Nature and origins of HIV
Thus the origin and nature of the virus primarily determined the character of the African epidemic. But it was shaped also by the multitude of circumstances in which it took place, many of them with roots far back in the past. No one of these was decisive; all must be incorporated into an explanation. The most fundamental was the demographic context. Before the twentieth century, Africa’s hostile disease environment, harsh physical and climactic conditions, and history of exploitation had made it an underpopulated continent. During the twentieth century medical and other innovations had removed many of these constraints and population had grown at increasing pace, perhaps multiplying six or seven times in the course of the century… It cannot have been entirely coincidental that HIV became epidemic at exactly the moment when demographic growth reached its peak… Later, in the 1990s, emerging areas of rural overpopulation and poverty, such as Malawi, would provide conditions for especially devastating epidemic impact. In both town and country, rapid demographic growth swelled in particular the numbers of young people who were especially vulnerable to HIV.

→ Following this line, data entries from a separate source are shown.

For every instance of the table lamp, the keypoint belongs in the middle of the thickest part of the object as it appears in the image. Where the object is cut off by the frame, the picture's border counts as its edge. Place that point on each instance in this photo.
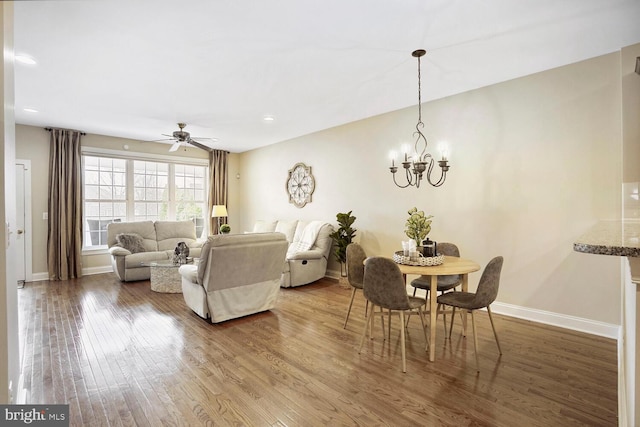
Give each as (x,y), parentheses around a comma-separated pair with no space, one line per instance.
(219,211)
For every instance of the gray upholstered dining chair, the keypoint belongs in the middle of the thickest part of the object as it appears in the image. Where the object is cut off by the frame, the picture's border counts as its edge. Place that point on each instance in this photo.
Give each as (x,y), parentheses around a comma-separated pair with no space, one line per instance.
(355,273)
(445,283)
(384,286)
(484,296)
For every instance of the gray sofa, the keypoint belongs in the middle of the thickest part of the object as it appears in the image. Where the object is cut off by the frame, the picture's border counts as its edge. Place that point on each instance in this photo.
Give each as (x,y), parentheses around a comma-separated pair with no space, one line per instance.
(306,261)
(158,241)
(238,275)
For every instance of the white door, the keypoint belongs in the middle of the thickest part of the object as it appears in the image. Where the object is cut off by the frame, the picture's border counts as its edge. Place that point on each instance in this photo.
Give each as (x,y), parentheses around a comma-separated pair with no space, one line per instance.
(23,221)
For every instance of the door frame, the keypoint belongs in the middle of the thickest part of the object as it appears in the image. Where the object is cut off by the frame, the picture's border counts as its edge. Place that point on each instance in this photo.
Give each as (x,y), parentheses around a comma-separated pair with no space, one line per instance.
(28,241)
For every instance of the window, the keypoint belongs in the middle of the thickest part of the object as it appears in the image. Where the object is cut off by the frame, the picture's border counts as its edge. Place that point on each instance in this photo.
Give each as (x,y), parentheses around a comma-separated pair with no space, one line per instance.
(117,189)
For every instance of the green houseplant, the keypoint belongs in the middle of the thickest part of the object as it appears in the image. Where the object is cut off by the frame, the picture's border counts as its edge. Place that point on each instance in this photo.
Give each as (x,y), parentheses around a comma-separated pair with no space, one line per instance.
(342,237)
(418,225)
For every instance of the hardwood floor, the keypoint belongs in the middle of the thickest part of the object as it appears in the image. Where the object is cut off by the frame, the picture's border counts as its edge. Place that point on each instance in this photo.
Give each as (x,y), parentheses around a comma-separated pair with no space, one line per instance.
(120,354)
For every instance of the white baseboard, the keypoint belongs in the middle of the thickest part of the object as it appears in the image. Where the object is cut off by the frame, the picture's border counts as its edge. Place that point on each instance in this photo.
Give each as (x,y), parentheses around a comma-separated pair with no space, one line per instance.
(97,270)
(579,324)
(38,277)
(549,318)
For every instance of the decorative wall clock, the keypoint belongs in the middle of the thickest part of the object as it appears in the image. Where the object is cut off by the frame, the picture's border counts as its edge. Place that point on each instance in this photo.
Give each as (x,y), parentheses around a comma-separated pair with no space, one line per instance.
(300,185)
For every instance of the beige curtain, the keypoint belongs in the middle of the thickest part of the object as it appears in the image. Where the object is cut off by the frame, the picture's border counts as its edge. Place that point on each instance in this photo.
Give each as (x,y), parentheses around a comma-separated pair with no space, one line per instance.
(64,240)
(217,185)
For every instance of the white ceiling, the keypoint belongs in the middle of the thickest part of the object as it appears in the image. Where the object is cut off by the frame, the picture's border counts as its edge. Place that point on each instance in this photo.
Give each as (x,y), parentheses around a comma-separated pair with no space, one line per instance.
(135,68)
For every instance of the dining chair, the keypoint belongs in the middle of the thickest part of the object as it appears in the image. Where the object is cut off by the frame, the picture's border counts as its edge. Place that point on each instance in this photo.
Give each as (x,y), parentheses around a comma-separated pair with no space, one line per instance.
(355,273)
(445,283)
(384,286)
(484,296)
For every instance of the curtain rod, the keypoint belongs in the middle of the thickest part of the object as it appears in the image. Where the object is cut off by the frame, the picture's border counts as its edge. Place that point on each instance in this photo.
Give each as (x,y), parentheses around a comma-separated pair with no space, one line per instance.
(81,133)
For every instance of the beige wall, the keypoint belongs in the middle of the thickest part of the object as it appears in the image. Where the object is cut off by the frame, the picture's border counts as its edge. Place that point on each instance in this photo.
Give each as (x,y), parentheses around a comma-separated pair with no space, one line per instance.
(535,162)
(9,341)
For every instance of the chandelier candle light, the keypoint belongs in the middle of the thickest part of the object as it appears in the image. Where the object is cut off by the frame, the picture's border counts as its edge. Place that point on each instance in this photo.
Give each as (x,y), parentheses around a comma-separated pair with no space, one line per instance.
(420,161)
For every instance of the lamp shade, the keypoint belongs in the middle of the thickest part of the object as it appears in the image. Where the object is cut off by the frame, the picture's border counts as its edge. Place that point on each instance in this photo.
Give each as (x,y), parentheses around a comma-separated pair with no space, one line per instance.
(218,211)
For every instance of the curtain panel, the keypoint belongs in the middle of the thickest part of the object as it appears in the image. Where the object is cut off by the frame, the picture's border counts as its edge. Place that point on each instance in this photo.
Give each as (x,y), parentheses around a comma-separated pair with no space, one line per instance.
(217,185)
(64,239)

That is from The African AIDS Epidemic: A History, by John Iliffe (2006). I’m curious if the demographers could point to an academic article that makes that argument (convincingly)…
Human population growth rate in percent, with negative zero percentage, including the variables of births, deaths, immigration, and emigration, as listed on CIA factbook (2006). Image from Wikipedia, shared under the GNU Free Documentation License.
Even if Iliffe is wrong about demography explaining the nature of HIV’s spread in Africa, the book is a solid introduction to AIDS in Africa, and I wish I would have included it in my course on responses to AIDS in Africa.